When I engage in therapeutic practices around my brother’s sexual abuse, I grapple with guilt and a shame that I now know comes from within the Christian tradition. With my brother, I believe I remained quiet because I felt like “we” had done something wrong; somehow, his sexual abuses were “our” secret, not solely his sin or his burden to bear – it was ours. And then he started making the abuse a game once we were in the fort we had built, or mom had left us alone to watch cartoons, and I felt complicit for giggling when he tickled me and his dick pressed against my panties.
Back to the question, why did I wait quietly? I’m sure I was in shock. I had no idea what was going to happen that night when my mother tucked me in and placed a stuffed animal in my hand. This type of violent exploitation of relationship and trust shatters the victim in a manner that cannot be quantified. I knew what was happening to me was painful and confusing, but I knew this person, didn’t I? I also waited quietly because I had grown up in an environment of poverty, violence, and neglect. I did not know how to advocate for myself, and I did not believe I had a voice – the church taught me that at an early age.

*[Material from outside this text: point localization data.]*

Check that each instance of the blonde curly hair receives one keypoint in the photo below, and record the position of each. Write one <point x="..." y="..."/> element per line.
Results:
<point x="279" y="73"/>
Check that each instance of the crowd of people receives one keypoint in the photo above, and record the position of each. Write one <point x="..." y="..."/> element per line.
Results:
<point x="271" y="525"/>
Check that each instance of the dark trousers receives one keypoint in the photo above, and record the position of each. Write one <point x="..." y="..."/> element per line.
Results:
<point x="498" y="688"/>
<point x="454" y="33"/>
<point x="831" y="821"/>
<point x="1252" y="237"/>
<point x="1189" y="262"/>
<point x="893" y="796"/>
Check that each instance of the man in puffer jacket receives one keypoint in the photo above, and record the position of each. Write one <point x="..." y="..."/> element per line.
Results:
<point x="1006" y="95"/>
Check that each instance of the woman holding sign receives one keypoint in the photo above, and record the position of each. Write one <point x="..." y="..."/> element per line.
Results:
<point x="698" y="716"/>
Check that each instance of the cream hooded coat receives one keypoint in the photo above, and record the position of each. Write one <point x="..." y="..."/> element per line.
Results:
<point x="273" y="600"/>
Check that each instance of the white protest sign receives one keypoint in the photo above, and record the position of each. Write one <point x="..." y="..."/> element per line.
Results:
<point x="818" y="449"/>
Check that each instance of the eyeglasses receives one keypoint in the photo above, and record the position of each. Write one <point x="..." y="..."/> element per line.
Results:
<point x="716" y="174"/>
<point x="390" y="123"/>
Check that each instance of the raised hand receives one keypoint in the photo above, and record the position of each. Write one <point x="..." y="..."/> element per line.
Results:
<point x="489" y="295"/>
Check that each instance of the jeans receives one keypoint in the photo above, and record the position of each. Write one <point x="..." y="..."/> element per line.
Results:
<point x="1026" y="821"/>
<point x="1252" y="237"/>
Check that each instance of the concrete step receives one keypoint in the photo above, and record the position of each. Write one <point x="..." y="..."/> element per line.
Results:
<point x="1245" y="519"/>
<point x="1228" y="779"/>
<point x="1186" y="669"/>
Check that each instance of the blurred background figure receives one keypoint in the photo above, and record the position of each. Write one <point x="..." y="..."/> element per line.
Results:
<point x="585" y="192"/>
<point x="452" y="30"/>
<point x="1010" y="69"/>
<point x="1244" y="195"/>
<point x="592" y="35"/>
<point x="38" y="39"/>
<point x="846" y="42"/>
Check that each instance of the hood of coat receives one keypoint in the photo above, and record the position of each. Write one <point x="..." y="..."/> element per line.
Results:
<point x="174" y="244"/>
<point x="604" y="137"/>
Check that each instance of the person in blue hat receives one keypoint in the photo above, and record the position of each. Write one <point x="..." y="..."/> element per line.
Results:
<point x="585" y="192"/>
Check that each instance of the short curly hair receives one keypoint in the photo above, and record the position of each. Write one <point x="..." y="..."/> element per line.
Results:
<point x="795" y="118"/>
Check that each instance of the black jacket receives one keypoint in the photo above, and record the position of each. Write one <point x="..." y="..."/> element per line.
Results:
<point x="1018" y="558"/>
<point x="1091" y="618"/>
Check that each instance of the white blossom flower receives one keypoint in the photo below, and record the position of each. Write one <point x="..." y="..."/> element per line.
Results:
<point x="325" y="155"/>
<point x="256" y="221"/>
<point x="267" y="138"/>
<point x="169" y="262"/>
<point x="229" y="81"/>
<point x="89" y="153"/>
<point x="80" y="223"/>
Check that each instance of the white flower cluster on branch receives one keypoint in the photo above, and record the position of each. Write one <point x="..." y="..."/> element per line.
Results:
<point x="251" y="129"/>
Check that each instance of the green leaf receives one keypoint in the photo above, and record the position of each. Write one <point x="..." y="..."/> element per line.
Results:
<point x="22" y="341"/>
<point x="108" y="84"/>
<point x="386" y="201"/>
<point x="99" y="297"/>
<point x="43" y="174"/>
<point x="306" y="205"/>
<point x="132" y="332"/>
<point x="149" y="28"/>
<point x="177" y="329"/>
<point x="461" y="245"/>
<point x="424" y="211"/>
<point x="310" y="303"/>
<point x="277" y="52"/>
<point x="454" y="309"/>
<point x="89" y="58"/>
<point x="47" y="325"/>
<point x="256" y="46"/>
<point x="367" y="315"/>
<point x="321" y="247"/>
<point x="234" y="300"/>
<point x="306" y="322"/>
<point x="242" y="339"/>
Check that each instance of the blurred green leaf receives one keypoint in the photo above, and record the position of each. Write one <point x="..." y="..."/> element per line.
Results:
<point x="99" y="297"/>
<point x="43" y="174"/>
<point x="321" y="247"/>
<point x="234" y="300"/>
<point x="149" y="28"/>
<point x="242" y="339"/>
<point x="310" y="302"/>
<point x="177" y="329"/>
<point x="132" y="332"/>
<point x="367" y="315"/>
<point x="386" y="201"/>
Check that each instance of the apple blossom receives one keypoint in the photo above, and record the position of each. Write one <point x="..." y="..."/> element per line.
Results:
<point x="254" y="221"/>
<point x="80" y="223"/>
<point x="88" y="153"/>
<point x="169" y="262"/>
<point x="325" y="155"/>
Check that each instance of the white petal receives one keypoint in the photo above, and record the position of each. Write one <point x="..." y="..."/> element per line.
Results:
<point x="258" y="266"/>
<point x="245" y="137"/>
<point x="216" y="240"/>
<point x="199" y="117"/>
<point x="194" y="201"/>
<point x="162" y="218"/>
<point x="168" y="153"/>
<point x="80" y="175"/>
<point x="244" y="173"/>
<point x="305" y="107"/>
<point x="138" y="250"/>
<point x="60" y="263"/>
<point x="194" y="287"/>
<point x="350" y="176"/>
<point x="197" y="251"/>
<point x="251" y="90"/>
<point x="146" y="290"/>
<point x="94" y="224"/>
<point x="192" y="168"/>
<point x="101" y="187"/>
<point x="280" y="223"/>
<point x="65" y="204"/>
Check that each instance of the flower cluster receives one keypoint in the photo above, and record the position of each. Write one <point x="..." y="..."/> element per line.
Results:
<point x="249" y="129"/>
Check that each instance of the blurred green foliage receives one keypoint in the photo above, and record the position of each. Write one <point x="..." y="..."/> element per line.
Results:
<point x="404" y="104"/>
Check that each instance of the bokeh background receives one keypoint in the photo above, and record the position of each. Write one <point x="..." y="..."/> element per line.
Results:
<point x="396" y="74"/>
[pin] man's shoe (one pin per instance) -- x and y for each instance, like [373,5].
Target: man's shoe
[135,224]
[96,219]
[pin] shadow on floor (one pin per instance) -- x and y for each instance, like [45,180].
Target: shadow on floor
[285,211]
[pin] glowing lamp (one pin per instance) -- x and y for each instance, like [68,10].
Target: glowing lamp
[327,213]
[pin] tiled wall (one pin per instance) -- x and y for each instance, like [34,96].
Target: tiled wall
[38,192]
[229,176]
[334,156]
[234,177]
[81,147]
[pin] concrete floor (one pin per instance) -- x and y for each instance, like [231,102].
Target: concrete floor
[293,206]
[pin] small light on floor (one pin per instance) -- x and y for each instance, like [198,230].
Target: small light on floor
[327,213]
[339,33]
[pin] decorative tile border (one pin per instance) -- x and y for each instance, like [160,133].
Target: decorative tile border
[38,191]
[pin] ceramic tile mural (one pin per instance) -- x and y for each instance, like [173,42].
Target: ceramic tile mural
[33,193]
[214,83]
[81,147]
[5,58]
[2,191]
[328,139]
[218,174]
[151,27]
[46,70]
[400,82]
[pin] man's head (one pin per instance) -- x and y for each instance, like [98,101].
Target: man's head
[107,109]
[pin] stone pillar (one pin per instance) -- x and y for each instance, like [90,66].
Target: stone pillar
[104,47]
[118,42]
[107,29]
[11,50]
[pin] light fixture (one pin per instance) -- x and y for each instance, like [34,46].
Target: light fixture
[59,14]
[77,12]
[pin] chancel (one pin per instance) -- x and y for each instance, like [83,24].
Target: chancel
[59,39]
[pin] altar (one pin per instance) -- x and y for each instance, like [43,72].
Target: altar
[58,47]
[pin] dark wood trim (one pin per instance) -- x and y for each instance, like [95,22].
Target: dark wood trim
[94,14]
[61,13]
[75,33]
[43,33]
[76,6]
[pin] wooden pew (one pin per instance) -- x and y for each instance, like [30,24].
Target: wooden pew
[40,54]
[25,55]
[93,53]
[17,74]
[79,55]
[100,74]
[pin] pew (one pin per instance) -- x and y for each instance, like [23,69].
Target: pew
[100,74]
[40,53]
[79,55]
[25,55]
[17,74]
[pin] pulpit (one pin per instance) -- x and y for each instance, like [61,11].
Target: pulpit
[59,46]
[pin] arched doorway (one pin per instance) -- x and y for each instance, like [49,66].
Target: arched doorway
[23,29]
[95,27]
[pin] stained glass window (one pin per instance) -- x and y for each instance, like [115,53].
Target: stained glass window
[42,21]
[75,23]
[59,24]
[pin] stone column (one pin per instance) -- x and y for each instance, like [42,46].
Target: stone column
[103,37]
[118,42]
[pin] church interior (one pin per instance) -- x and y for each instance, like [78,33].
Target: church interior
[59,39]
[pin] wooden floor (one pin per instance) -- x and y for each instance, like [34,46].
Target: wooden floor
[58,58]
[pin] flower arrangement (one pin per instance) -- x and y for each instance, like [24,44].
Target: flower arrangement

My mother went to the elders of our church to report my stepfather’s abuse and infidelity. I remember attending the hearing. We sat in the hall while my mother testified before a panel of white male elders, and then my stepfather arrived confident, covered in dust with his construction boots on and a strident step, and my mother was asked to step out. Her time at his arrival was done. They closed the door. My stepfather accepted he had hit her for being mouthy and disobedient, and that he had only struck us because we were unruly children who balked at his authority, but he blatantly denied any sexual infidelity. I knew that to be untrue because he spent nights with me, some of our neighbors, and even my brother, but my mother didn’t know. She was exhausted by her own lack of identity and sufficiency, her eyes swollen by violence, poverty, systemic indifference, and unanswered prayers; she was often asleep behind her own tears and the whirring of the only air conditioner that cooled only her room.
When my stepfather was done testifying, he walked down the hall past us and winked. With that wink and the smile revealing his gold tooth, I knew the night was going to be bad for us all. I had no idea, until that day, that going to any form of authority could be detrimental to one’s health. They called my mother back into the elder’s room and told her that she only needed to be a better, more obedient wife and control the children she had borne with other men, and God would restore her marriage and calm the temperament of her husband. That night, the whole family suffered. My stepfather beat us all. Blood was shed from us all, but then he spent the night with me.